As illustrated on Single Regression Analysis page, regression analysis is based on a model based on the assumption of four points: "residuals are homovarious", "residuals are normally distributed", "approximate by a straight line", and "linear sum (additive)". This is exactly the case with the data shown in the figure below.

There are ways out there that don't fit these assumptions. For example:

- "Residuals are not constant variance" : Regression analysis of Proportional variance
- Not "Approximate with a Straight Line" : Regression Analysis for Curve
- Not a "linear sum (additive)" : Multiplicative model of Errors

The generalized linear model is a theory that generalizes the three assumptions of "residuals are homodispersed", "residuals are normally distributed", and "approximated by a straight line". However, since it is not a theory that "non-uniform variance, non-normal distribution, non-linear is anything OK", it does not mean that regression analysis of proportional variance, regression analysis of curves, and multiplicative models will be unnecessary.

Y = AX+B

Raise

Y=g(AX+B)

By making g() an arbitrary function, it can be used for curves.

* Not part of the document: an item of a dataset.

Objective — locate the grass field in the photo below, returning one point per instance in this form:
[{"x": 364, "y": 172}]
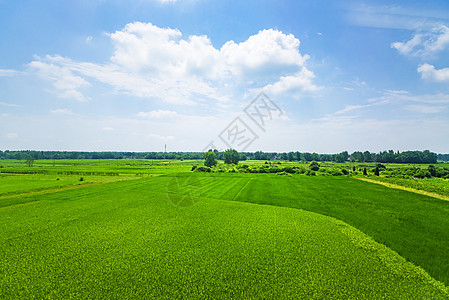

The inverse of g() is f().

f(Y) = AX+B

is called a link function.

The link function defaults to common combinations in the world, such as "identity function when it is normally distributed" and "logarithm when it is Poisson's distribution".

The generalized linear model assumes any distribution other than the normal distribution as the distribution of the residuals.

In the software, you can choose from it.

If the Poisson distribution is assumed, it is called Poisson regression model. If you assume a binomial distribution, it is the same as Logistic Regression Analysis.

Responses other than non-constant variance are linked to responses other than normal distributions.

For example, the Poisson distribution is the square root of the mean magnitude of the variance. Since the regression equation is an expression that shows the value of the mean value at each X, the magnitude of the variance also changes for each X. If the model has a larger mean as X increases, then the larger X the larger the variance. This makes it not evenly distributed.

Generalized Linear Mixed Model is an extension of the Generalized Linear Model.

Generalized linear model software can be found on Generalized Linear Mixed Model page.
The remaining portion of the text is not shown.